A gap year is not simply sitting at home and catching up on Netflix and sleep for a year. It encompasses opportunity, growth, and sometimes exposure to a world different from your own. Some AU students that took a gap year participated in programs such as Peace Corps, Global Citizen Year, or various religious trips abroad. Many other students decided to take the year off to work or travel in preparation for the next four years of studying.
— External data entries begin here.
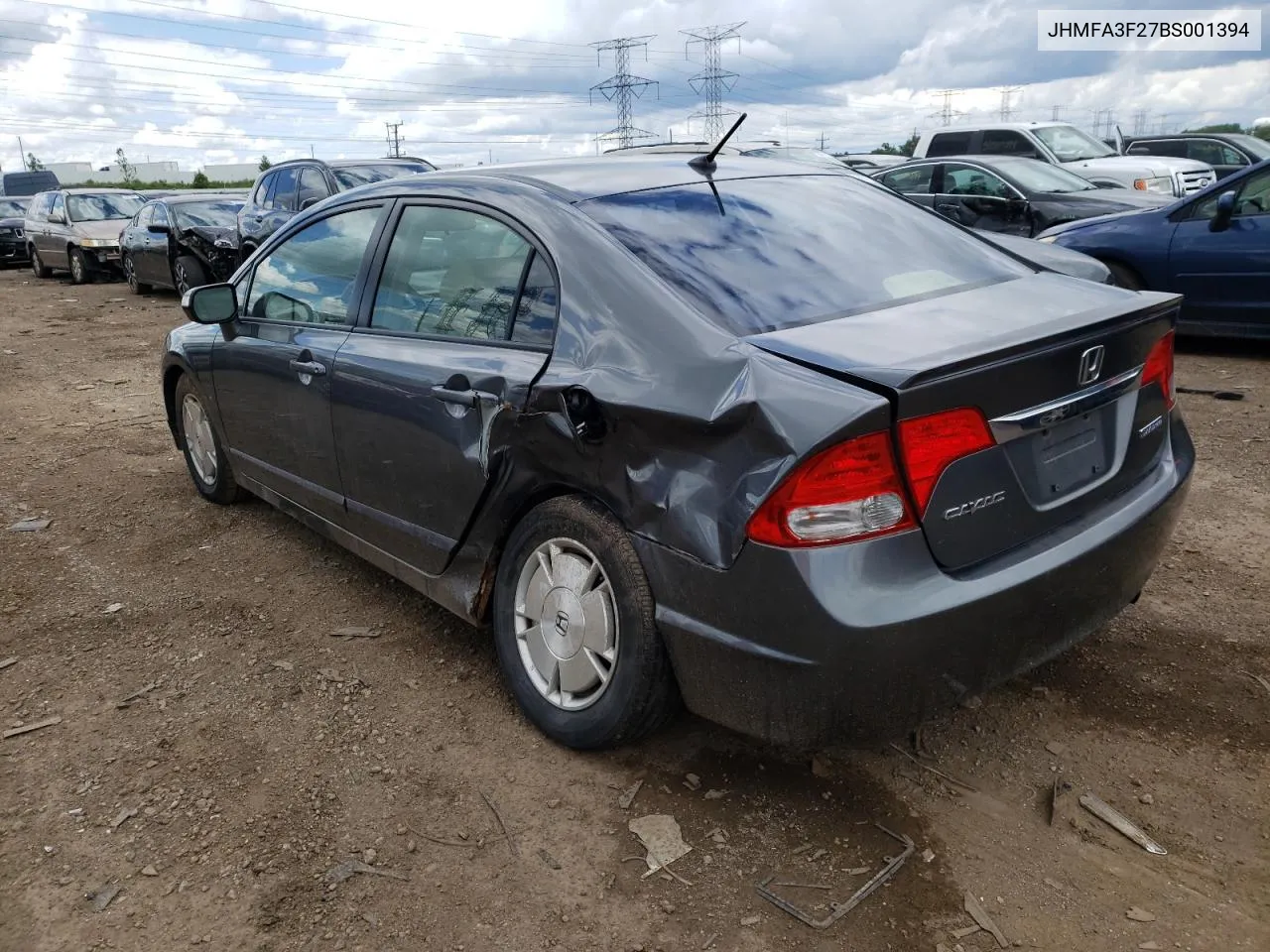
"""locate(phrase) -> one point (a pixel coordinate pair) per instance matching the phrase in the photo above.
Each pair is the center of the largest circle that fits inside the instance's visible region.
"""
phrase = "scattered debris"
(135, 694)
(31, 524)
(933, 770)
(354, 631)
(627, 796)
(1061, 787)
(125, 814)
(659, 835)
(983, 920)
(103, 896)
(350, 867)
(35, 726)
(839, 909)
(1119, 821)
(1260, 679)
(1214, 394)
(511, 842)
During this year abroad, students can participate in countless experiences that could change their lives forever. I personally attended a program called NATIV, where I had the incredible opportunity to work in an art studio for psychiatric patients. Stephanie Blitzer, a freshman who participated on a program called Year Course, worked in a youth village in Rwanda for a month. Katie Corwin, a sophomore who spent the year on a program called Aardvark, interned in Tel Aviv, Israel. Katie credits her internship with her political opinions on the Israeli-Palestinian conflict. Because of her first hand view, Katie is currently the president of the J-Street group on campus. Doron Shore, a sophomore who spent the year on a program called Hobonim Dror Workshop, had the chance to spend extended time with the Ethiopian community of Israel. Doron found that some of his best moments in Israel were with the Ethiopians where he attended their local events and learned about their history and culture.
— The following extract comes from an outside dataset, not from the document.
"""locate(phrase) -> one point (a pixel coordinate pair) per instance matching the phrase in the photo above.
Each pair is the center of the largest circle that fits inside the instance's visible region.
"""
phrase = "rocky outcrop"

Many of the students who participated in a gap year program found that it was beneficial to their growth as a student. Rachel Teevens, a freshman who spent the year in Senegal through Global Citizen Year, mentioned, “after twelve years of people dictating what you do and who you see, it gives you more direction of what’s after.” Stephanie Blitzer mentioned how it gave her time to “rest for a bit and process everything [she] learned”. Other students talked about how they wanted to use their youth in its prime to explore the world. Doron Shore said he “wanted to extend [his] youth one more year. Being a youth is a unique time, and a lot of time in our society it passes you by a little too quickly.”
Though there are many reasons one might take a gap year, a lot of the benefits of taking a year off tie into being more prepared for the college life. Many gap year participants discussed feeling more prepared for living alone and felt more independent than some of the other freshman. Stephanie talked about how being homesick at AU was never really a concern after living abroad for a year. She felt being social wasn’t difficult, and she was less anxious to start living at AU. Doron Shore made a very interesting comment saying that “AU is super international. If I didn’t go on my gap year, I wouldn’t have much life experience or global credibility”.
It seems in the world today there is an assumption at graduation that you have a plan for your life. Everyone knows what college they are going to and what career path they’re taking. Many students find their future to be overwhelming at the young age of eighteen, but are unaware of the alternative options. Obviously a gap year is no longer an option for AU students, but it is something to be aware exists and maybe something to recommend to younger friends starting the application process now. Naomi Tamura, a freshman who participated on Habonim Dror Workshop, said it right. “A gap year is a specific time, a once in a lifetime opportunity.” So offer that option to younger friends, and learn from those who have had these opportunities abroad that are on your campus today.